Eastern Michigan University psychologist receives national award from American Psychological Foundation

by Melissa Ardery, Published April 15, 2013

YPSILANTI - Steven Huprich, a psychology professor at Eastern Michigan University, has won the national Theodore Millon Award in Personality Psychology.

Given by the Society of Clinical Psychology, a division of the American Psychological Association, and the American Psychological Foundation (APF), the award honors an outstanding mid-career psychologist engaged in advancing the science of personality psychology. Mid-career is considered no less than 8 years and no more than 20 years of experience (post-doctorate).

Steven Huprich, psychology

professor at Eastern Michigan University

"This is one of the most meaningful accomplishments of my career," says Huprich.

The award, which includes $1000 and a plaque, will be presented in August 2013 at the annual American Psychological Association's (APA) convention in Honolulu. Millon, the award's namesake, nominated Huprich for the honor. Millon has been called the 'grandfather of personology and personality disorders.'

Huprich's efforts have been devoted to understanding depressive personality disorder. His work, which integrates clinical practice with theory and research, has made significant contributions to the field with regard to how psychologists think about the interface of mood and personality.

"I have always been interested in the trajectory that one's life takes and how one becomes a better person," says Huprich. "My focus has been on personality theory and particularly the empirical investigation of psychoanalytic, psychodynamic, and developmental theories, and personality disorder assessment, diagnosis, and conceptualization."

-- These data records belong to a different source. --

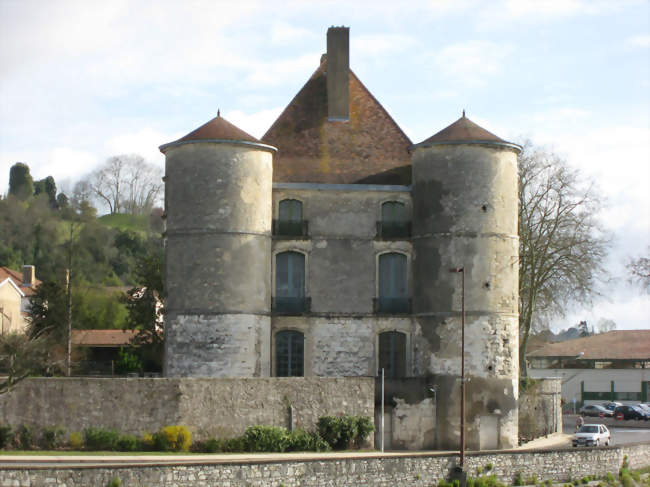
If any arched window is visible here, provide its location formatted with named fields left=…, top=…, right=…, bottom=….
left=275, top=199, right=306, bottom=236
left=275, top=331, right=305, bottom=377
left=274, top=252, right=306, bottom=313
left=378, top=331, right=406, bottom=379
left=376, top=252, right=410, bottom=313
left=379, top=201, right=411, bottom=238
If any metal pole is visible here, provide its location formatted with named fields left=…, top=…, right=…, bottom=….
left=381, top=367, right=384, bottom=453
left=459, top=267, right=465, bottom=468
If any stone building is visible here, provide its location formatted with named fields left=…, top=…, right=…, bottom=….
left=160, top=27, right=520, bottom=449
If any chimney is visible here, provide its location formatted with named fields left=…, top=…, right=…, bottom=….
left=23, top=265, right=36, bottom=287
left=327, top=27, right=350, bottom=122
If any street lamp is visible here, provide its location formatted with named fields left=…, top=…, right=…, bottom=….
left=449, top=267, right=465, bottom=476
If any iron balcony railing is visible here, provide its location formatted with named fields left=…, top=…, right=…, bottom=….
left=372, top=298, right=411, bottom=315
left=377, top=221, right=411, bottom=239
left=273, top=220, right=309, bottom=237
left=271, top=297, right=311, bottom=315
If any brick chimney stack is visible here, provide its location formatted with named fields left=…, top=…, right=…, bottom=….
left=327, top=27, right=350, bottom=122
left=23, top=265, right=36, bottom=287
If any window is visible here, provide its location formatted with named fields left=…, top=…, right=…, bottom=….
left=274, top=199, right=307, bottom=236
left=273, top=252, right=307, bottom=313
left=275, top=331, right=305, bottom=377
left=378, top=331, right=406, bottom=379
left=377, top=201, right=411, bottom=238
left=375, top=252, right=410, bottom=314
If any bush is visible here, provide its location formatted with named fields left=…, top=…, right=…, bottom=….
left=68, top=431, right=84, bottom=450
left=84, top=428, right=120, bottom=451
left=117, top=435, right=140, bottom=451
left=18, top=424, right=34, bottom=450
left=318, top=416, right=375, bottom=450
left=0, top=425, right=13, bottom=448
left=39, top=426, right=65, bottom=450
left=244, top=425, right=289, bottom=453
left=154, top=425, right=192, bottom=451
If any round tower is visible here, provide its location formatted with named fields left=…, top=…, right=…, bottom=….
left=160, top=115, right=276, bottom=377
left=412, top=112, right=521, bottom=450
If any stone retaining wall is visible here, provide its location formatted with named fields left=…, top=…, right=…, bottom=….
left=0, top=377, right=375, bottom=442
left=0, top=444, right=650, bottom=487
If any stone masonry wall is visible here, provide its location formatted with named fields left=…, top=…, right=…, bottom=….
left=0, top=444, right=650, bottom=487
left=0, top=377, right=374, bottom=439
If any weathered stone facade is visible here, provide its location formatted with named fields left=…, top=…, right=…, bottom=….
left=0, top=377, right=374, bottom=439
left=161, top=27, right=520, bottom=450
left=0, top=444, right=650, bottom=487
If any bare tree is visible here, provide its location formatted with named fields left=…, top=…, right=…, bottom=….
left=519, top=141, right=610, bottom=376
left=87, top=154, right=162, bottom=214
left=626, top=247, right=650, bottom=294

In July, Huprich will become the editor of the field's Journal of Personality Assessment.

"I hope that my work in this role as editor will provide a positive impact of the field in the years to come," says Huprich.

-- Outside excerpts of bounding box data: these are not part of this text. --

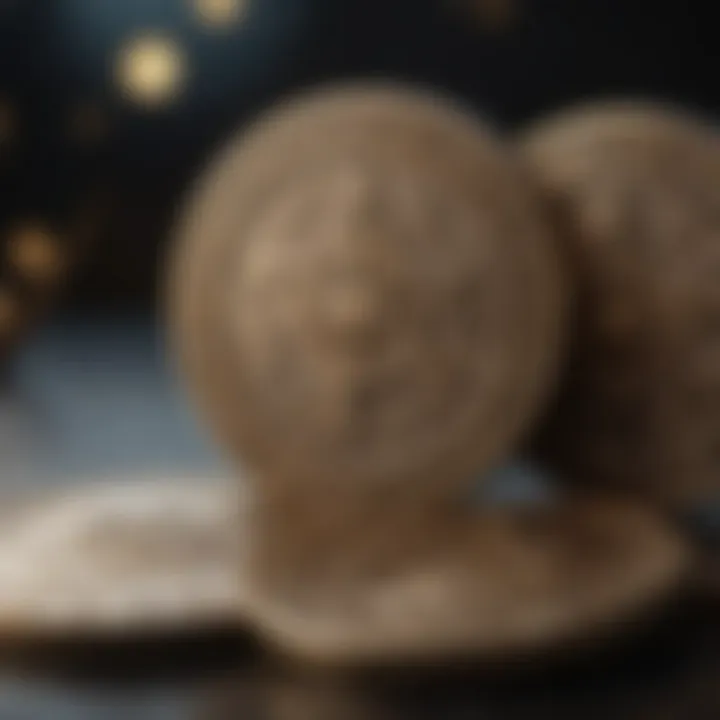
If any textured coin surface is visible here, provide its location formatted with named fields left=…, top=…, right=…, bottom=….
left=523, top=103, right=720, bottom=503
left=240, top=498, right=691, bottom=665
left=0, top=479, right=242, bottom=641
left=170, top=86, right=565, bottom=492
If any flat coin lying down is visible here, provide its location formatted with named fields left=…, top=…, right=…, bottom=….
left=247, top=498, right=691, bottom=666
left=0, top=479, right=241, bottom=640
left=0, top=479, right=690, bottom=664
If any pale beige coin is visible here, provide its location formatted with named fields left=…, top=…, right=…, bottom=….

Huprich is currently working on a textbook on personality disorders that will be published by the American Psychological Association Press. He will present his latest research findings in Copenhagen in September at the bi-annual meeting of the International Society for the Study of Personality Disorders.

He received his Ph.D. from the University of North Carolina at Greensboro in 1999, and currently maintains a private practice in Northville.